The Miz then more or less asked Daniel Bryan what he has against him. This is where Bryan said that he respected the title, just not the man holding it, criticizing The Miz of wrestling like a coward.

 

The Assassination of Daniel Bryan by the Coward Mike Mizanin

What Daniel Bryan meant by “you wrestle like a coward” was in reference to the typical WWE safe style of wrestling. It’s not as hard hitting or even as exciting as it might be in the indies, and is meant more to preserve the wrestler rather than to be realistic. The Miz reacting the way he did, red in the face, and clearly speaking from the heart, brought up an interesting argument. Daniel Bryan doesn’t wrestle anymore because of the way he wrestled. That high-flying, fast-paced, hard-hitting level of realism comes at a price. It’s definitely more exciting. It’s objectively more entertaining. But if you can only keep it up for a few years, what’s the point? The Miz, wrestling like a coward, and wrestling like he’s afraid to get hit, will only prolong his career.

In fact, the old model of WWE using big guys may have been more for practicality than aesthetic. Those bigger guys are more durable, and therefore, more reliable. You’re going to get more bang for your buck. As entertaining as a more realistic style is, it’s not sustainable. That’s why a guy like Kevin Owens is perfect. He’s a high-impact, exciting indie guy who’s built like a refridgerator.

So, The Miz would go on to talk Daniel Bryan out of the building, saying that a guy who promised the fans he would return to the ring and didn’t had no right to call him a coward. Asking why a guy who claims to love wrestling doesn’t just quit the WWE to bypass their Wellness Policy and go wrestle in a bingo hall with his indie friends. It was as passionate a promo as it was eye opening, and it made a lot of people see The Miz in an all new light.

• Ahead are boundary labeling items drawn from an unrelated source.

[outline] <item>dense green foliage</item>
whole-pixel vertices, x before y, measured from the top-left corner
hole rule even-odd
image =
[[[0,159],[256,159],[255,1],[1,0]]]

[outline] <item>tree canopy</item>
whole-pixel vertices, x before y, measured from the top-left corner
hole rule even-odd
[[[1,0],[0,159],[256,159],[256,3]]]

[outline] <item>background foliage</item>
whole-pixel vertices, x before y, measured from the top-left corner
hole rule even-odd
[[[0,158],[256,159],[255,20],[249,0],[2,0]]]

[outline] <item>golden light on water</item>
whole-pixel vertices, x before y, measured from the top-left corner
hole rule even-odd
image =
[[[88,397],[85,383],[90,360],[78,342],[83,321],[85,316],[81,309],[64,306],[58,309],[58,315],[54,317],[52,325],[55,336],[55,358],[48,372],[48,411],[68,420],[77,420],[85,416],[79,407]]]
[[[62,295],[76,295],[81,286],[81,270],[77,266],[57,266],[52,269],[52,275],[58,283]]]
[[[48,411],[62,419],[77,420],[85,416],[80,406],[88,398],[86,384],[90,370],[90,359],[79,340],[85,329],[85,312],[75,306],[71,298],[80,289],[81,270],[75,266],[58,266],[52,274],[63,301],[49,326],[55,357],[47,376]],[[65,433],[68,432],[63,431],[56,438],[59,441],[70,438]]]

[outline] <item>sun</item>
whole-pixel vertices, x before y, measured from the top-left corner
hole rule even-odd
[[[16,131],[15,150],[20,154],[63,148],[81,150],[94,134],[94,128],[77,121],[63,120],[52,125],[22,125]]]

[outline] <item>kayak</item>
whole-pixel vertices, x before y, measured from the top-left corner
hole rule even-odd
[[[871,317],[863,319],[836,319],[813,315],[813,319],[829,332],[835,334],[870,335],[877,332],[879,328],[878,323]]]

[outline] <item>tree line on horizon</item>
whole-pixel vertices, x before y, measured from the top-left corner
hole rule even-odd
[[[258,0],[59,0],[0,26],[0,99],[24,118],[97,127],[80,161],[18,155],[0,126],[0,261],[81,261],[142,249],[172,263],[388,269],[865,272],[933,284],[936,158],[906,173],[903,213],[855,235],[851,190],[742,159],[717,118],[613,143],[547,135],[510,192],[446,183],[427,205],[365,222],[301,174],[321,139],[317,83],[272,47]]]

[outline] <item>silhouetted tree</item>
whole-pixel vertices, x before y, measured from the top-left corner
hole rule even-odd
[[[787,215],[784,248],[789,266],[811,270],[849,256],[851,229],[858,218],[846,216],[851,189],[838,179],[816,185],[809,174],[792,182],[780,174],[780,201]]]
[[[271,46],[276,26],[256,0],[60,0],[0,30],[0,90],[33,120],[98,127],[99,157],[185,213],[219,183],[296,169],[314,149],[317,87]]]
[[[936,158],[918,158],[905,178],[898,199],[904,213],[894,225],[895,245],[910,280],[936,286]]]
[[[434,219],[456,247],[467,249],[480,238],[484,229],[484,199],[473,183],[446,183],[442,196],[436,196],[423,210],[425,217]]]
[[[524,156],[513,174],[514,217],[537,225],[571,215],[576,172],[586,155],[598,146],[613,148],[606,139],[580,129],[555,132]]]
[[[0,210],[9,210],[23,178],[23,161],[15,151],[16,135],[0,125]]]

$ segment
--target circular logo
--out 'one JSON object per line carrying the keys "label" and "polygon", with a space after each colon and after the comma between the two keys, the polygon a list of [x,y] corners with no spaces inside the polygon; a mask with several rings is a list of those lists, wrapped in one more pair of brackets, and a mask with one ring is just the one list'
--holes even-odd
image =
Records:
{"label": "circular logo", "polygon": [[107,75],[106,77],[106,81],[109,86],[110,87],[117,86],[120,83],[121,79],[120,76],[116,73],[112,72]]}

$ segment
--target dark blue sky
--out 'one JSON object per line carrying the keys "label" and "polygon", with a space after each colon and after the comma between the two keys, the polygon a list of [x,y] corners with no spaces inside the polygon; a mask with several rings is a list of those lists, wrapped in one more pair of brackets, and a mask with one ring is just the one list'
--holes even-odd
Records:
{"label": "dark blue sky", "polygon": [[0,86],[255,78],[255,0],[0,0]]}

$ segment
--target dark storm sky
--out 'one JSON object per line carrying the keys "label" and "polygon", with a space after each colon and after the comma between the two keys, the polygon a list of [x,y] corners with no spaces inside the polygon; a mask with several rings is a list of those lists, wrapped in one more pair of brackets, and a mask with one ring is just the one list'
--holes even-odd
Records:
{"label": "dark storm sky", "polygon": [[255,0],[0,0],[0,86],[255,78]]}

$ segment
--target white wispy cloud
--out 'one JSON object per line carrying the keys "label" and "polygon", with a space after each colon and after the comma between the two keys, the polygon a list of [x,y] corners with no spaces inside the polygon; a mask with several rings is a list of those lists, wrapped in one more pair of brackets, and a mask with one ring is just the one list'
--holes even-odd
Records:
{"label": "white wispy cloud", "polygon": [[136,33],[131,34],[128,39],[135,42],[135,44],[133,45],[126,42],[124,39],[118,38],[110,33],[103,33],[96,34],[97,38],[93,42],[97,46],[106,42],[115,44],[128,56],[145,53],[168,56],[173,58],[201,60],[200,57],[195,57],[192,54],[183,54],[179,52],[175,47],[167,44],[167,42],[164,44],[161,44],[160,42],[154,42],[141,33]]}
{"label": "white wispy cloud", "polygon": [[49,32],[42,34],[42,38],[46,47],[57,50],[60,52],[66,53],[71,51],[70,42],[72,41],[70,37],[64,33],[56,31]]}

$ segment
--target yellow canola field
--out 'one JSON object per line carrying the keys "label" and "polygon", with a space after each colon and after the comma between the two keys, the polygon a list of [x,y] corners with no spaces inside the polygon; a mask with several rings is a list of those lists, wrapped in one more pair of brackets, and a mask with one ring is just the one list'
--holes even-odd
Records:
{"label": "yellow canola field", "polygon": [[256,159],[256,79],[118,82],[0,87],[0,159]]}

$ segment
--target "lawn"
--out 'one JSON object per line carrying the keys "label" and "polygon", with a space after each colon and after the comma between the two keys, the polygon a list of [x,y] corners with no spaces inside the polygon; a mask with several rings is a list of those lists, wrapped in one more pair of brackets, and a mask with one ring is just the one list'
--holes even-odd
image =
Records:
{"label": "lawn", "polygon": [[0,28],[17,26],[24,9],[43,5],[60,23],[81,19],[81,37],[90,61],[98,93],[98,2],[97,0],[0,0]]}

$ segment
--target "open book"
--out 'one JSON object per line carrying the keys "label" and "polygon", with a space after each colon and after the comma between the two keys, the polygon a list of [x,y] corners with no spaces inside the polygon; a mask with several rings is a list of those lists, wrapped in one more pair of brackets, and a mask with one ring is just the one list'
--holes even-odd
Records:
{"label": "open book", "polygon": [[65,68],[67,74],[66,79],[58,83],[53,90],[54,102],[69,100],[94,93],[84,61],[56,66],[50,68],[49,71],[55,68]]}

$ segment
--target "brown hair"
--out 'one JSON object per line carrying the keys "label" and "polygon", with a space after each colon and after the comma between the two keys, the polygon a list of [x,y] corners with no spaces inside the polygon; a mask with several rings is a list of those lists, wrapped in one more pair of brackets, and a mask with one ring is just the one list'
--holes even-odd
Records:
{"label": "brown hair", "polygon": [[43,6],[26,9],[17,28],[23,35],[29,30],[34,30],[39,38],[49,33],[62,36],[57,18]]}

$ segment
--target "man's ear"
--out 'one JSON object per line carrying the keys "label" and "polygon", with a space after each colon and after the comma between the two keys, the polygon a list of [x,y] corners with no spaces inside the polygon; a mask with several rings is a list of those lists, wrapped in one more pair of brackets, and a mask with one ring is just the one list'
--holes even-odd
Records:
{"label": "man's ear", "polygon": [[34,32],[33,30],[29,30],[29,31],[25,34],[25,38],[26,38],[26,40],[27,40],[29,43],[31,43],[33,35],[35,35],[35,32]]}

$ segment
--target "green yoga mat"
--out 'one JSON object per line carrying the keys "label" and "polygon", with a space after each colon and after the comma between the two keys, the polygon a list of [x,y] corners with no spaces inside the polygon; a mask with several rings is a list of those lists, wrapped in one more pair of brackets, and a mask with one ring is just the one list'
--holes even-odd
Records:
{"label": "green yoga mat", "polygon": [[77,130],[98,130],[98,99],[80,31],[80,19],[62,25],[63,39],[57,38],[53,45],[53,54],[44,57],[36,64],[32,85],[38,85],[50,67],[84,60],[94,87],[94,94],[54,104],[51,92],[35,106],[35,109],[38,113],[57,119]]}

Interestingly enough, I think some of this new Miz persona has something to do with his wife, Maryse. It seems like since her return, The Miz has been significantly more engaging. I was always a fan of Maryse, and perhaps some of her natural heel charisma has rubbed off on him. Or maybe just having his wife by his side has subconsciously lit a fire inside him. Either way, she complements and completes his character.

Going forward, I’m hoping to see The Miz take advantage of this promo. It’s one that people will be searching for on YouTube for years to come. It’s his “Austin 3:16” moment. Akin to Roddy Piper smashing a coconut over Jimmy Snuka’s head, it’s a moment that will define him. I want to see the Miz deny that he wrestles like a coward while shamelessly wrestling more like a coward. Coward it up. Preserve yourself and be selfish. It will disrespect the fans and finally give The Miz the good heat he always wanted. The Miz must be more familiar with the story of Icarus, and unlike Daniel Bryan, has no intention of flying closer to Sun.